The Wall Street Journal has some fairly standard suggestions for making telecommuting work for you. [yaaawn] Um, right, set up a dedicated space, be in touch, don't watch TV all day. Check. Got it.
Since, as they note in their article, the vast majority of telecommuters are working in a Real Office most of the time, and from home only one day a week, it might be more helpful to focus on ways you can look at the things you're doing in the Real Office to identify a segment of your work that you could do from home. Dig it: many people aren't going to be able to put together a pure-play, 100% wearing their slippers telecommuting plan because of the nature of their work. Maybe you have to work with legal tender or other confidential documents that you would be ill advised to take off site. Perhaps you have some need or obligation to provide in-person customer service.
Whatever the reason, you still want to make the point that the flexible options your management trumpets in their recruiting materials aren't just for the technology-humping elite. I believe you can do it. Try this:
1. Scan your workday for activities you can do on any computer, not just the Real Office rig. I'm thinking about things like doing research, reviewing or checking printouts of data against records stored in the system, online training, reading professional journals, writing manuals and procedures, working on budgets, reviewing resumes, writing reviews or doing other HR tasks. Spend a month logging the time you spend doing every little thing in the day, and then analyze the data to flag tasks that are not location-specific. Then ask yourself:
- Can I batch my need to do these activities -- in other words, can I pile this work up until Wednesday and do it all at once, or does it require a daily review?
- Do they add up to at least eight hours a week?
- Can I access the systems and information I need to do these tasks from any computer, generally speaking?
If you answer yes to these questions, then you may have just identified a work at home day.
2. Test out all the technology available to you. The goal of this exercise is to make absolutely sure that you're going to be able to do everything you need to from home. Get an account and fire up the VPN from home, then systematically go through all the work-from-home tasks you identified in step one. Start using the web version of your core database to make sure there isn't some missing functionality that you're going to desperately need. Hit all the file systems to identify when you're likely to hit security roadblocks, and come up with strategies to get around this. Like, "Oh, I'll need to make a local copy of those budget files on my laptop on Tuesday afternoon so I can work on them from home on Wednesday, since the server isn't available over the VPN." Don't forget about the phone system, too. Many systems will allow you to forward your phone to any number, not just those within the system, so you may be able to send your desk phone to your home office, making it seamless for folks who call you.
3. Write a specific plan and sit down to discuss it with your manager. Steps one and two have given you a lot of specific data: you know what you want to do from home, and exactly how you're going to do it. Write it up in a concise document, and for Pete's sake, leave out any reference to how great it's going to be for you to work at home.
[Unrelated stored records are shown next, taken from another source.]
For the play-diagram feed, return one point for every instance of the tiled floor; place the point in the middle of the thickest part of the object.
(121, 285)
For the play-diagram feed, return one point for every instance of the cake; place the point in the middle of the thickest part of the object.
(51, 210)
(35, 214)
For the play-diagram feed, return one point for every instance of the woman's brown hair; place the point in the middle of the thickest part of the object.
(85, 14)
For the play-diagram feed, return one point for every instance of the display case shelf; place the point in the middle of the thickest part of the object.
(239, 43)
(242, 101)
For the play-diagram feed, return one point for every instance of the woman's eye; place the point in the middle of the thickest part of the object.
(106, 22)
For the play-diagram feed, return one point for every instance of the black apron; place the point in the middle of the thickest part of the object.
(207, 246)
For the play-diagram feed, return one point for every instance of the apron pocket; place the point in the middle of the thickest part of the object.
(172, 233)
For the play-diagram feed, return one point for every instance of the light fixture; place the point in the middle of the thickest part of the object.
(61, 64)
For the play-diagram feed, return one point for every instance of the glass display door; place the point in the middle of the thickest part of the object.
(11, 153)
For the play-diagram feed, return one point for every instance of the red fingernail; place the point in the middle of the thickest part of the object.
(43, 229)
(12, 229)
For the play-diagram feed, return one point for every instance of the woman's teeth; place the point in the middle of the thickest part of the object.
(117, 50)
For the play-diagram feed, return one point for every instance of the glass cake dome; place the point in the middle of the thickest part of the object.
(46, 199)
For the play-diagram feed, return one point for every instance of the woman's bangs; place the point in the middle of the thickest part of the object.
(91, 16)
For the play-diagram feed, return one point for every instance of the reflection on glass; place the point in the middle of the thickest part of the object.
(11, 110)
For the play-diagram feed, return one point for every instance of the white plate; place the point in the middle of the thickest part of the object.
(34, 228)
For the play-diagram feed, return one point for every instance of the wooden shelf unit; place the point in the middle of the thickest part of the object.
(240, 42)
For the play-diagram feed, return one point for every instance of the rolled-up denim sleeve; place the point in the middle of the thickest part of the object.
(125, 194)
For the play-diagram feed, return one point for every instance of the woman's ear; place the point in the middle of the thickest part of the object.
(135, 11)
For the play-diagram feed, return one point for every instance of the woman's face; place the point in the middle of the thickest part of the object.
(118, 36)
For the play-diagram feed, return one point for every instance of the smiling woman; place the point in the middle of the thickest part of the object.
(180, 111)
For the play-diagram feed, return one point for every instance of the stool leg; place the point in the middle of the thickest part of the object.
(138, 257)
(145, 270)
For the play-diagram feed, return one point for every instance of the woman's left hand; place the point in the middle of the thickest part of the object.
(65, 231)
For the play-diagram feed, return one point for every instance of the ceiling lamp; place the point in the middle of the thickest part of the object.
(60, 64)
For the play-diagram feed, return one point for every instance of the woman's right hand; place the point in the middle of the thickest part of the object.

You're writing this plan to make your boss feel good about how smart she is to let you work from home, and she won't feel smart if you talk about how you'll be able to play more with your kids. Really. Trust me on this. Instead, your plan should spell out:
- The specific things you know you are able to do from home and how many hours a week they take you in the office
- An explanation of the technology and techniques you'll use to do those tasks, noting which are already in place, and which might need to be added
- A description of your home office that specifies that it's quiet, businesslike, fully broadbanded-up, and absolutely free of small children or elderly parents whom you might be called upon to care for during your work-at-home days
- A set of expectations your manager may have of you on your work-at-home days, such as calls returned within X period of time, emails returned within Y period of time, availability on company IM, etc.
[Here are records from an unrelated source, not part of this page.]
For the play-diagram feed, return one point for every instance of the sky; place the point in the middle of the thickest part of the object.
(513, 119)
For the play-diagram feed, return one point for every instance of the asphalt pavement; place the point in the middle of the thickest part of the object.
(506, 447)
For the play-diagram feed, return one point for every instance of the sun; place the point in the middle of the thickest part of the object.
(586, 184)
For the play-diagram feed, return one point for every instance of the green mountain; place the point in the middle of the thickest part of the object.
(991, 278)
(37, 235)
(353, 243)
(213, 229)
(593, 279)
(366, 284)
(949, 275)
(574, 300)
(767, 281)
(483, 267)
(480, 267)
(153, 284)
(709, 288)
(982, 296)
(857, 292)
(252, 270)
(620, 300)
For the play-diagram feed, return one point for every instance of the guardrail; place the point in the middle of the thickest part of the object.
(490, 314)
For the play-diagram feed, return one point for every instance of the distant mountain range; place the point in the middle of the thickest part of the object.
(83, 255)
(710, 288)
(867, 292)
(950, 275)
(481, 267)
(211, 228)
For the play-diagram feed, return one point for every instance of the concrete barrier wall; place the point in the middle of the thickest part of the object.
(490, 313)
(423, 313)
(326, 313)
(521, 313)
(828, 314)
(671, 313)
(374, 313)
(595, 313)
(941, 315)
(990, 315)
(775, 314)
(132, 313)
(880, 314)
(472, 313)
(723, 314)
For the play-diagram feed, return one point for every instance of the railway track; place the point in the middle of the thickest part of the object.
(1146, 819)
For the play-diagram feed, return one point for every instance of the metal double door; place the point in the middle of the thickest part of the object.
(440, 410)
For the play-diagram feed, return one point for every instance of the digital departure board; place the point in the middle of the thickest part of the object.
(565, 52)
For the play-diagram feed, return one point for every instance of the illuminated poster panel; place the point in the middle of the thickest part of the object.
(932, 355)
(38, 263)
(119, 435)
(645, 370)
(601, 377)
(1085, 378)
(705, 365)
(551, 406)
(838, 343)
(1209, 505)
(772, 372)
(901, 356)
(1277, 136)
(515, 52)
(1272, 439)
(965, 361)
- Suggestions for ways your manager will be able to tell you're working -- maybe you'll turn in all your TPS reports for the prior week first thing in the morning the day after your telecommute day
4. Produce. The single best way to obtain, retain, and expand telecommuting is to produce good results. Remember, if you do the work it gets done. When you're working at home, you must be extra vigilant to call folks back (or better yet, pick up the phone when people call you in the first place, if possible), to do the things you planned to do on your telecommute day, and to generally kick ass in all regards. It's a combination of actual working and window dressing, to be honest with you. Of course, you've got to crank out your budget numbers, yes, the actual work you're charged with. But you also need to play the game a little bit -- make sure that you're on the IM right at the crack of the business day, or make a point of calling into your manager or a cranky colleague first thing in the morning (and don't call just to say, "I'm working at home today, remember?", or worse yet "I can't get to this thing from here, can you do it for me?").